|Intro||German poet and playwright|
|Birth||17 October 1815, Lübeck|
|Death||6 April 1884, Lübeck (aged 68 years)|
Emanuel von Geibel (17 October 1815 – 6 April 1884), German poet and playwright.
He was born at Lübeck, the son of a pastor. He was originally intended for his father's profession and studied at Bonn and Berlin, but his real interests lay not in theology but in classical and romance philology. In 1838 he accepted a tutorship at Athens, where he remained until 1840. In the same year he published, in conjunction with his friend Ernst Curtius, a volume of translations from Greek.
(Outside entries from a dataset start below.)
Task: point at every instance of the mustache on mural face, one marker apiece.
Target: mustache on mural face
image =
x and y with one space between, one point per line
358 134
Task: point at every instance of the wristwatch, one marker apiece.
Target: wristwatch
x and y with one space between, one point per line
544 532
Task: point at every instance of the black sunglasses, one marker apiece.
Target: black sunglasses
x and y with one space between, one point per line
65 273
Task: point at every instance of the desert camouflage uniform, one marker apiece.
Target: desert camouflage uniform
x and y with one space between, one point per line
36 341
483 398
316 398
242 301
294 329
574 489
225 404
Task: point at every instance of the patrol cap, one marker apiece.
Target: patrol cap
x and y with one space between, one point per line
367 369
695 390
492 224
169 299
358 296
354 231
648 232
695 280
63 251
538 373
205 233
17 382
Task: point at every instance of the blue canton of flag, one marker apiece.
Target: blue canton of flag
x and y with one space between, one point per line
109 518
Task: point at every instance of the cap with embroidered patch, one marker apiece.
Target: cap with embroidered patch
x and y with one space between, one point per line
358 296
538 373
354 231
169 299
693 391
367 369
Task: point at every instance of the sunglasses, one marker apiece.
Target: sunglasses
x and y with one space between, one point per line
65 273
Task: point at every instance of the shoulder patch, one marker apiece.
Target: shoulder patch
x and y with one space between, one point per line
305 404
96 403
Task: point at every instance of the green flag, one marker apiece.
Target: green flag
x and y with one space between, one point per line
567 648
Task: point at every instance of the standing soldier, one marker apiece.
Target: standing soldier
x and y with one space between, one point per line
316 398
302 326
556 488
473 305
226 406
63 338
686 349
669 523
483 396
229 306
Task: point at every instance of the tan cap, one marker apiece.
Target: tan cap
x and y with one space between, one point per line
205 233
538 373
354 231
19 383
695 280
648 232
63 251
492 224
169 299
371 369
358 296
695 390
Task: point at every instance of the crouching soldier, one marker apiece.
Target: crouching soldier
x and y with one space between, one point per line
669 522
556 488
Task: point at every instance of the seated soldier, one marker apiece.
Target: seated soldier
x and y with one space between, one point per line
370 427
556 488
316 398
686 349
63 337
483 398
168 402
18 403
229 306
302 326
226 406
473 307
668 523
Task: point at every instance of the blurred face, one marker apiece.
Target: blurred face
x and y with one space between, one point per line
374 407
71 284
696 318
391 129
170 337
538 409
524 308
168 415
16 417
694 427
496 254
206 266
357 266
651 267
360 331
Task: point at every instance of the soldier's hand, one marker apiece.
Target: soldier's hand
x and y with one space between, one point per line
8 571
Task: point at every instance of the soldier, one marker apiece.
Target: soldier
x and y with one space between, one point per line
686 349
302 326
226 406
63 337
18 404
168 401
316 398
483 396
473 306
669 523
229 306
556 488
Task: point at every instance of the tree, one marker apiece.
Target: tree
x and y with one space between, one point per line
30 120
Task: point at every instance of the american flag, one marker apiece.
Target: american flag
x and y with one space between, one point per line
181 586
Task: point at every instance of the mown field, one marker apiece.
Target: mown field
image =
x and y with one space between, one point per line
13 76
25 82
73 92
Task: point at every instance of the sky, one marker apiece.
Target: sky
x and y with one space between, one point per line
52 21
His first poems were published in a volume entitled Zeitstimmen in 1841. In 1842 he entered the service of Frederick William IV, the king of Prussia, with an annual stipend of 300 thalers; under whom he produced König Roderich (1843), a tragedy, König Sigurds Brautfahrt (1846), an epic, and Juniuslieder (1848), lyrics in a more spirited and manlier style than his early poems.
In 1851, he was invited to Munich by Maximilian II of Bavaria as an honorary professor at the university, and he relinquished his Prussian stipend. While in Munich he was at the center of the literary circle called Die Krokodile (Crocodile Society), which was concerned with traditional forms. In 1852 he married Amanda Trummer and the next year they had a daughter, Ada Marie Caroline. A volume of Neue Gedichte, published at Munich in 1857, and principally consisting of poems on classical subjects, denoted a further considerable advance in his objectivity. The series was worthily closed by the Spätherbstblätter, published in 1877. He had left Munich in 1869 and returned to Lübeck, where he remained until his death.
His works further include two tragedies, Brunhild (1858, 5th ed. 1890), and Sophonisbe (1869), and translations of French and Spanish popular poetry (Spanisches Liederbuch (1852), with Paul Heyse). Beginning as a member of the group of political poets who heralded the revolution of 1848, Geibel was also the chief poet to welcome the establishment of the Empire in 1871. His strength lay not, however, in his political songs but in his purely lyric poetry, such as the fine cycle Ada and his popular love-songs. He may be regarded as the leading representative of German lyric poetry between 1848 and 1870.